Mihir_SASP_2022_Exam

Prepare an exam for evaluation

To evaluate how various LLMs perform on this exam, the following steps are needed:

  1. From .pdf file create a .txt file of the test document.
  2. Split the .txt document into two parts, questions and answers. (Note: Some exams have questions and answers intertwined, for these you would have to adjust program read_test.py. See read_test.py in radOnc ACR exams repo for an example.)
  3. Generate .pickle file of the test which consists of a list of Question() objects with question text, options for answer, and a 'key'.

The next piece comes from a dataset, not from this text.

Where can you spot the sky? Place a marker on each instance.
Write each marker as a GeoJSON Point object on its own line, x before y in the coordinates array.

To prepare a given test's .pickle file that contains the question, options for the answer (A-E) and answer key, use command such as:

python read_test.py -y 2022 -i exams/text/SASP_2022_V2_cleaned_questions.txt -a exams/text/SASP_2022_V2_answers.txt -p exams/text/SASP_2022_V2.QA.pickle

Evaluation of an Exam Against LLM(s)

To evaluate the text against a given LLM do:

python run_llm.py -i exams/text/SASP_2022_V2.QA.pickle --skip `cat image_questions_list.txt ` --pace 20 > 2023-10-24_gpt-3.5-turbo_results.txt

The file image_questions_list.txt contains questions that have images associated w/ them. For now test are skipped. Please note that in some cases you must pace the rate at which questions are asked of the model by using --pace argument. Use '-h' to see cmdline options explanation.

Tabulating a Model's Score

After the run is complete, obtain a .csv file of the results summary by:

cat 2023-10-25_gpt-4_results.txt | python process_run_output.py > 2023-10-25_gpt-4_summary.csv

This .csv file can then be used in a Google Sheet to obtain further summarization.